A few of you might remember my writing in November and February to say surgery refusing my B12 for PA.
I have now been reinstated after having a argument with GP and receptionist.
I will have to wait outside surgery until a nurse comes and gets me due to Coronavirus- I don’t have a problem with that.
It is worth writing to your surgery, as suggested on here) tell them the damage it will do to your health if you don’t have B12. It worked for me. Once that letter is in your file and on record, they will have to reinstate it.
Fantastic news and hopefully an inspiration to many on the forum whose injections have been cancelled/delayed/swapped for oral tablets.
"It is worth writing to your surgery, as suggested on here) tell them the damage it will do to your health if you don’t have B12"
I agree with you that it is worth writing a letter although it may not work for everyone.
To anyone else reading this thread
Having a letter in your medical file means there is evidence that you have raised the issue with GPs.

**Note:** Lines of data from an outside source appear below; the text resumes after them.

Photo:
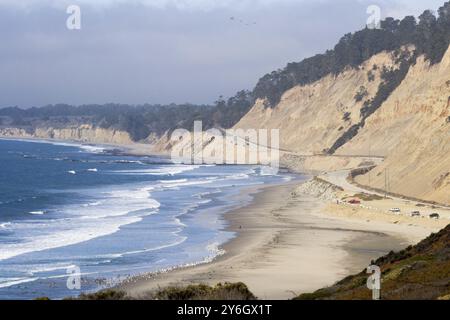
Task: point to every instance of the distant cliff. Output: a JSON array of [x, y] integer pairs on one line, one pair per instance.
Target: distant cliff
[[379, 92]]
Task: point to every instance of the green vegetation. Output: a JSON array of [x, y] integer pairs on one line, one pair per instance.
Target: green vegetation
[[361, 94], [226, 291], [420, 272], [430, 35]]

I feel it's important to have a paper trail in case there is a need for future complaint.
Always keep your own copies of any letters written to GP as GPs have been known to mislay letters.
Untreated or under treated B12 deficiency may lead to permanent neurological damage including spinal cord damage so adequate treatment is worth fighting for.
I wrote to the surgery quoting all the info from the PA website and received a letter back and was told that B12 was classed in the Amber list of treatments and therefore not essential as the protection of staff and patients comes first. I am going to try privately when my jab is due and have got a referral letter from the surgery to take to the Nuffield Hospital! it will cost £42 for a phone consultation and £25 for the injection. Hopefully they wont have shut by mid may when i am due!
So they are protecting you from everything else but inflicting damage by refusal of B12.
That makes sense, doesn't it?
We have seen all sorts of colour lists - and they use them as a headline "It's amber/red/black/any other colour - so, no, you can't have it." You are supposed to acquiesce in their decision but have no actual information or basis for doing so. Unless you know the full definition of "amber" in this context, it is just five letters with no intrinsic meaning.
Of course protection of all concerned is vital -and this includes your own safety- but your determination alone should be an indication to them of how necessary you consider maintenance of your B12 treatment to be.
If protection of staff and patients is a problem, the obvious safest solution would be to continue the treatment and method by prescribing patients their own B12 and injection supplies and then teaching them (remotely) how to self-inject at home during this pandemic.
Or just recommend a video, such as the one where a GP demonstrates self-injection
(link on Galadriel1's reply to distractonaut's post "Picking up where I left off" a couple of days ago).